For the St Thomas’ Hospital samples, surplus serum was retrieved from the routine biochemistry laboratory at point of discard, and then aliquoted, stored and linked with a limited clinical dataset by the direct care team, before anonymisation under an existing ethics framework (REC reference 18/NW/0584) and with expedited R&D approval. Serum/plasma samples used as negative controls in the in-house ELISA development were obtained from the KCL Infectious Disease Biobank (KD1-220518), UCLH (11/LO/0421 IRAS:43993) and The Royal Free Hospital (11/WA/0077, ref. NC2016.002).

Patient overview and sample origin

110 individual venous serum samples collected at St Thomas’ Hospital, London from 87 patients diagnosed as SARS-CoV-2 positive via real-time RT-PCR, were obtained for serological analysis. Samples ranged from 1 to 30 days after onset of self-reported symptoms. For the longitudinal study 17 serum samples (6–24 days after symptoms onset) were obtained from 5 patients (3–4 samples each) with confirmed COVID-19 diagnosis. Two patients overlapped between the longitudinal study and validation study meaning in total there are 90 unique patients between both studies. Patient information is given in Table 1.
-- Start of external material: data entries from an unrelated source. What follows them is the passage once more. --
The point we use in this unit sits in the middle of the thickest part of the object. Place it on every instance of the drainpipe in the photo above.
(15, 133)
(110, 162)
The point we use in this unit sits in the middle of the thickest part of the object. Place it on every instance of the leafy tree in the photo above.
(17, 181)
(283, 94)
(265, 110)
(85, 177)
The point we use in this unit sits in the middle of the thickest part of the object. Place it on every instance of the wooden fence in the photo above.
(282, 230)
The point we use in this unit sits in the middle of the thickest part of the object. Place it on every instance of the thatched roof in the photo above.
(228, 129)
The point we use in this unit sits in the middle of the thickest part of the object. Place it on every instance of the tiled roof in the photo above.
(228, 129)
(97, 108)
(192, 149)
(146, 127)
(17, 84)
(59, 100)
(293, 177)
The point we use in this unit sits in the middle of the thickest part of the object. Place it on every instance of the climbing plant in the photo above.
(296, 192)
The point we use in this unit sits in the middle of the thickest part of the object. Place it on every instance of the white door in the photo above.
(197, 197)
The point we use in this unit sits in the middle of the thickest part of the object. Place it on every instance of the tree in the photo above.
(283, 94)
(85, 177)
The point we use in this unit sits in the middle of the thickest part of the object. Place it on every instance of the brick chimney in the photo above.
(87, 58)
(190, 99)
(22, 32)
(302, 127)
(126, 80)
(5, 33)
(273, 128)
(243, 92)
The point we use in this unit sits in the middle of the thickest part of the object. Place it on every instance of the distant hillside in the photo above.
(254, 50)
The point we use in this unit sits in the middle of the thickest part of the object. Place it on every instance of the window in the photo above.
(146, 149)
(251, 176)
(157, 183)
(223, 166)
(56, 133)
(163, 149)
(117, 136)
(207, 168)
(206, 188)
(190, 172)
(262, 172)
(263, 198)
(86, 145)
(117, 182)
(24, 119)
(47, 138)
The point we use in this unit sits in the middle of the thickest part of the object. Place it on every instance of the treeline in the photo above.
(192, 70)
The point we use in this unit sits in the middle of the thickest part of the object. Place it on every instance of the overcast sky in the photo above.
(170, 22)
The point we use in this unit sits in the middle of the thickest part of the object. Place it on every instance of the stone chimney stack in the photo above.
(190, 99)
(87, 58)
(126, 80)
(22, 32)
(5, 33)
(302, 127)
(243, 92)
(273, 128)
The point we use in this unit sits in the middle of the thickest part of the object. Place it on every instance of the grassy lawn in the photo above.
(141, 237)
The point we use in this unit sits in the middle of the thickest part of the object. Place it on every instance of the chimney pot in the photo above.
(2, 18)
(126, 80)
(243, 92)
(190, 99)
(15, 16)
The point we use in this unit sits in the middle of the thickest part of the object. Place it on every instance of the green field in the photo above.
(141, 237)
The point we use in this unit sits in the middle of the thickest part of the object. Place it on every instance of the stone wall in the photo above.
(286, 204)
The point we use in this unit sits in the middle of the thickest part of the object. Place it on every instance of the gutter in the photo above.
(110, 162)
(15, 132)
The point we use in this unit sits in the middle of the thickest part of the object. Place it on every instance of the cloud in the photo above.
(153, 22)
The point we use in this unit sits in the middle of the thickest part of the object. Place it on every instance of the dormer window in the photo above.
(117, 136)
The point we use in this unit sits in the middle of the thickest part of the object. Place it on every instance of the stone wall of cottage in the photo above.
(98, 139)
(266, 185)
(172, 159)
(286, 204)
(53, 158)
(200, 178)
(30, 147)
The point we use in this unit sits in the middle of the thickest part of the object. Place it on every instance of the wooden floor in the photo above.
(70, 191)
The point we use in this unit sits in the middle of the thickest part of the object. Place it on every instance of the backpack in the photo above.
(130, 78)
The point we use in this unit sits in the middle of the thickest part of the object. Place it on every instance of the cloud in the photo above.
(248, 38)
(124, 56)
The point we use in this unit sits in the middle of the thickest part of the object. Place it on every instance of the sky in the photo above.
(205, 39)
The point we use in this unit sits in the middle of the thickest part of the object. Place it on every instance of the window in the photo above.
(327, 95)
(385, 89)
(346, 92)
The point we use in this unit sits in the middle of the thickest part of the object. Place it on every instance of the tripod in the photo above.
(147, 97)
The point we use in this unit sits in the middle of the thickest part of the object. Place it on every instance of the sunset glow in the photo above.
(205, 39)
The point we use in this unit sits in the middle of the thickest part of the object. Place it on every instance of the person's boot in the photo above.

Pre-pandemic negative samples

320 pre-pandemic serum or plasma samples from various collections were used as negative controls for the initial development of the in-house ELISA. These included emergency admissions to St Thomas’ hospital in March 2019 (STH healthy, n = 105), individuals with acute EBV infection (n = 9), plasma samples collected from individuals 7 days following immunisation with an H1N1 vaccine (as part of the HIRD trial [16]) obtained from the KCL Infectious Diseases Biobank (n = 44), cancer patients (n = 61), and healthy volunteers (UCL healthy, n = 101). An identical panel of 50 pre-pandemic serum samples from 50 patients, obtained at St Thomas’ Hospital in March 2019 and taken from the “STH healthy cohort”, were used for head-to-head specificity calculations for all commercial tests, with an extended panel of 105 samples used to calculate specificity of the in-house IgM and IgS S ELISA. Further samples from emergency admissions to St Thomas’ hospital in March 2019 (STH healthy) were used for the extended validations of four LFIAs (SureScreen, Spring, Biohit and Medomics).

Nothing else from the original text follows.